I'm occasionally asked why C++ programmers conventionally use .cpp and .hpp files, what they use them for and what happens if they don't. On the spot I'll usually come out with the template answer that conventions exist for a reason, but I thought I might as well take a moment to explain more fully the reasoning behind this one.

To understand the pitfalls of straying from convention, one must first grasp the complexity of compiling a C++ project. In fact, when you turn your source code into an executable, you are not merely compiling it. Many steps are involved, and I've attempted to illustrate them below.

(note: I have not included iostream in the above code, as when pre-processed it would expand to many thousands of lines of code. However, you would need to do so in order to successfully compile due to the reference to cout. Also, it doesn't really matter what the files are called; they don't even have to have the .cpp and .hpp extensions, although graphical code editors prefer it.)

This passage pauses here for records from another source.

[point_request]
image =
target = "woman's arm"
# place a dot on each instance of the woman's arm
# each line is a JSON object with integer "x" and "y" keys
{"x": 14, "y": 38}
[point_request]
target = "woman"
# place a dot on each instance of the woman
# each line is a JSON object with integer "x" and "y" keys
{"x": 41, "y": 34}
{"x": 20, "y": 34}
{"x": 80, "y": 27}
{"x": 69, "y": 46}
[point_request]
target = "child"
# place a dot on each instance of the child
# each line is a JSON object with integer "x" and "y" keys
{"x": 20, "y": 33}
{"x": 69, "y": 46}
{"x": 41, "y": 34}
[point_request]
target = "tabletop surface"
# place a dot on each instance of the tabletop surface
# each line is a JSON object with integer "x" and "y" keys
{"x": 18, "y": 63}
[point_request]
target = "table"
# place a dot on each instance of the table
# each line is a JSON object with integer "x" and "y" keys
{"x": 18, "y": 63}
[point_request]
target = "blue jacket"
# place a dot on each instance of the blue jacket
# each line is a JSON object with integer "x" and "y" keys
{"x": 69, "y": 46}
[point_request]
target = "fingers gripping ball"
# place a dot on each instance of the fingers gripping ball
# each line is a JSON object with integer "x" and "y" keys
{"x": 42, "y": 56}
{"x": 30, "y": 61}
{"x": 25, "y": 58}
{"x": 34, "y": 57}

Notice that a.cpp uses a function void b() that's defined in b.cpp, but that right up until linkage it has no knowledge of its contents. The compiled contents of a.cpp have no idea what the compiled contents of b.cpp do.

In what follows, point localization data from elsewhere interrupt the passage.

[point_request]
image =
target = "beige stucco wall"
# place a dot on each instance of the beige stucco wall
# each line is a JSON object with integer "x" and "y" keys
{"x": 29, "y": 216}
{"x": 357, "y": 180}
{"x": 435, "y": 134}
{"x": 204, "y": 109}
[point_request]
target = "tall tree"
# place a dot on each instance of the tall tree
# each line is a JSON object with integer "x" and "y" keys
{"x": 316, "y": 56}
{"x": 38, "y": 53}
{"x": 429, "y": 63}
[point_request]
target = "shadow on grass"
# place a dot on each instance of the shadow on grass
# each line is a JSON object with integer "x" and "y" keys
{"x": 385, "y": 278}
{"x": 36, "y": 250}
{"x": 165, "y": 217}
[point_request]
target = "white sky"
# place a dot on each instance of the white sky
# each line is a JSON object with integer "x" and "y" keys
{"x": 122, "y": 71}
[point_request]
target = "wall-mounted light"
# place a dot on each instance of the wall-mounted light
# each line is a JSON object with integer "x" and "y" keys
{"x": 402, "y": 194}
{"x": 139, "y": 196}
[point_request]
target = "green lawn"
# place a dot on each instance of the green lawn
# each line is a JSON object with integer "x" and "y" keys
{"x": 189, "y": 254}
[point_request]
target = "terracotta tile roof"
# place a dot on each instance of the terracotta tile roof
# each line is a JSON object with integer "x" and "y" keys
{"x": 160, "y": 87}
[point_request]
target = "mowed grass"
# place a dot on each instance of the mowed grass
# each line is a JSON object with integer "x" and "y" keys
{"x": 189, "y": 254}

This is what the linker does. It takes the assembly code of each compiled module and joins up all the function calls. It makes sure that when a.cpp asks for void b(), that function is somewhere in one of the other modules. In this case, it is: it's in the compiled b.cpp.

Function linkage

What would happen if b.cpp weren't included in the project? If it weren't compiled and subsequently linked in to the finished executable?

You get a linker error, telling you that the function definition couldn't be found and the executable couldn't be created.

So if void b() wasn't defined, why did compilation succeed?

Declaration vs Definition

The compilation stage succeeded because, until linkage, all the compiler needs to know is that void b() exists, somewhere. It doesn't need to know what the function does, but it needs to know that somewhere it exists and that the linker will take care of the rest at the very end of the process.

This is why our processed code has "void b();" at the top. This is called a declaration and says, "you may use this function; it's defined somewhere else". You can have as many declarations for the same function as you like ("you already know this, but you may use this function") but only one definition.

Why is this all so complicated? Consider this case:

Both a.cpp and b.cpp want to use the same function void c(int x), which is defined in c.cpp. We could simply have two versions of the same function, but that would mean updating both copies whenever we wanted to make a simple change to it. This is a trivial example, but as projects grow and code becomes more complex, it's extremely common to find that more than one module wants access to the same function.

Defining this function in a header file and including that header in a.cpp and b.cpp would result in trouble:

Linker finds two matching functions in compilation scope

When linking up call to void c(int x) and the actual definition of it, the linker finds that it can see multiple to choose from. It can't simply ignore all but one definition because they might differ.

But because we are allowed to declare functions as often as possible, we can simply declare void c(int x) in a header file, include it wherever we might need it and let the linker locate the single definition, found in c.cpp.


It's very difficult to explain why this convention is in many cases the best way out of dependency hell, but hopefully I've given an impression of how the C++ compilation/linkage process works and demonstrated that declaring in headers, defining in source is a very good rule of thumb to follow.


I can't be assed to fix this now as it's unrelated to the purpose of this post, but can anyone spot the bug in my last couple of examples?